NURS3366 Pathophysiologic Processes: Implications for Nursing

Module 5 Quiz

Question 1A patient presents to the ED with fever, chills, myalgia (muscle pain), and a dry cough.  He says he has recently traveled to China.   He says he got a flu shot a year ago. Which is most likely in this case? 

  This disease is pertussis, probably contracted from an unvaccinated contact when he visited China.

  The disease is probably not influenza, since he had a flu shot during last year’s flu season.

  The diagnosis is influenza, probably contracted via fecal/oral route while in China.

  The diagnosis is influenza, possibly contracted because patient did not have this year’s flu shot.

 Question 2The flu virus has the following characteristics: 

  The causative microbe can also cause a membrane across the pharynx.

  This disease is difficult to treat because of the antigenic drift of its exotoxin.

  Mutations of proteins on the causative organism’s viral cell envelope result in a different version each year.

   A later outbreak may include skin lesions in a dermatome pattern.

 Question 3A commonality of herpetic organisms that cause diseases like chicken pox and shingles is that

  each is caused by a bacterial organism that penetrates the nervous system.

   the causative microbe can remain dormant in the nervous system.

  the causative microbe causes bloody diarrhea.

  each is transmitted via vector. 

 Question 4An otherwise healthy person whose water supply comes from a well is more at risk for _____.

  giardia

  trichinosis

  c-diff

  cysticercosis

 Question 5A 4-year-old patient presents with bloody diarrhea.  Possible causes include _______ because_______

  shigella: the microbe has caused inflammation in the lining of the intestines.        

  pseudomembranous colitis: C. diff has eradicated normal flora.

  giardia: this protozoa invades the intestinal wall and causes necrosis.

  diphtheria: this bacteria causes parotid enlargement.

 Question 6After coming home from an overseas assignment, a young army officer begins complaining of extreme fatigue and arthralgia (joint pain).  He has a very high fever and shaking chills, and he is anemic. The most likely etiology of his S&S is

   infection with rabies virus.

  protozoal invasion of his RBCs

  Staph aureus-related cellulitis.

  Guinea worm infestation.

 Question 7A patient is diagnosed with a staph infection of the skin (cellulitis) and is prescribed a penicillin antibiotic. A week later, there has been no improvement of the symptoms. A specimen of the draining wound is collected by the nurse for culture. The nurse suspects MRSA (methicillin-resistant Staphylococcus aureus).  Which protective personal equipment should the nurse utilize when handling wound exudate?

  a mask

  a mask and gloves

  gloves

  gloves and a gown

 Question 8A patient is diagnosed with a staph infection of the skin (cellulitis) and is prescribed a penicillin antibiotic.
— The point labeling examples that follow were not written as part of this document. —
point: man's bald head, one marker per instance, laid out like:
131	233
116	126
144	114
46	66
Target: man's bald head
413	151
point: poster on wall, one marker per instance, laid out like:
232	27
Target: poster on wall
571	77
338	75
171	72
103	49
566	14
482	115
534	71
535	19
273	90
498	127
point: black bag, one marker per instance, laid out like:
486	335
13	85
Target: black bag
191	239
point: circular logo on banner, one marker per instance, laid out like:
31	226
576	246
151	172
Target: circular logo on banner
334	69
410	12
A week later, there has been no improvement of the symptoms. The wound culture is positive for MRSA (methicillin-resistant Staphylococcus aureus).  Which option best describes the pathology of MRSA?
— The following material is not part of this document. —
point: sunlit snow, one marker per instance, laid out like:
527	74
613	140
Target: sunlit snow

  A certain Staphylococcus aureus species developed a special bonding affinity with penicillin.

  The patient likely had a compromised immune system, as evidenced by the cellulitis.
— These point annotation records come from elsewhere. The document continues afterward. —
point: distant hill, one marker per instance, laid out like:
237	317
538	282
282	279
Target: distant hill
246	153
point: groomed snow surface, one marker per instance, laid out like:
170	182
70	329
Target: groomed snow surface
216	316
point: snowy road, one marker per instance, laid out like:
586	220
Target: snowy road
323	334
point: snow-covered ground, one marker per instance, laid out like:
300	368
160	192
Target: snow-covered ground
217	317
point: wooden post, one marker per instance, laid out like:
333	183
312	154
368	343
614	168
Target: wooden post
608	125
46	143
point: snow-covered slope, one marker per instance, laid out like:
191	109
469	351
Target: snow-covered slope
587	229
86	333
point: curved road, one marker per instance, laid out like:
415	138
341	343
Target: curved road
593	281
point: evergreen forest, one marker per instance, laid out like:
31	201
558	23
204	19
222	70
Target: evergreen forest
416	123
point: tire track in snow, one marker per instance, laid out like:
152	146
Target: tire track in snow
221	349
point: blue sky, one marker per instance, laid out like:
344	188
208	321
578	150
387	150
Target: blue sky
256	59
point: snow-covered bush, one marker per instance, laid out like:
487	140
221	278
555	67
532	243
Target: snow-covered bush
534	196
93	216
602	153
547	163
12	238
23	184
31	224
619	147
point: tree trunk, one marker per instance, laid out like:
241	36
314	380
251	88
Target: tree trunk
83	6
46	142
  The Staph microbe mutated and developed beta-lactamase; rendering the antibiotic useless.

  Staphylococcus aureus is a microbe that does not respond to any kind of penicillin antibiotic.

 Question 9After three of weeks of being on strong antibiotics, a patient develops watery diarrhea.  Her stool is cultured. In this question's context, what organism would you expect the stool culture to grow?

  MRSA

  VRE

  Salmonella

  C-diff

 Question 10A school nurse has identified varicella (chicken pox) in a student at an elementary school. Which information about this illness should the school nurse provide to the child’s parents?

  The child can return to school within two days as long as the child does not have a fever.

  Fluid-filled vesicles will be itchy but pose no threat of transmission.

  Varicella can be spread from a sneeze or cough before the vesicles erupt.

  Chicken pox is a deadly disease but can be prevented with a vaccine.

 

 

NURS3366 Pathophysiologic Processes: Implications for Nursing

Module 6 & 7 Quiz

Question 1A patient has intermittent claudication and a history of atherosclerosis.  What other findings are most likely? 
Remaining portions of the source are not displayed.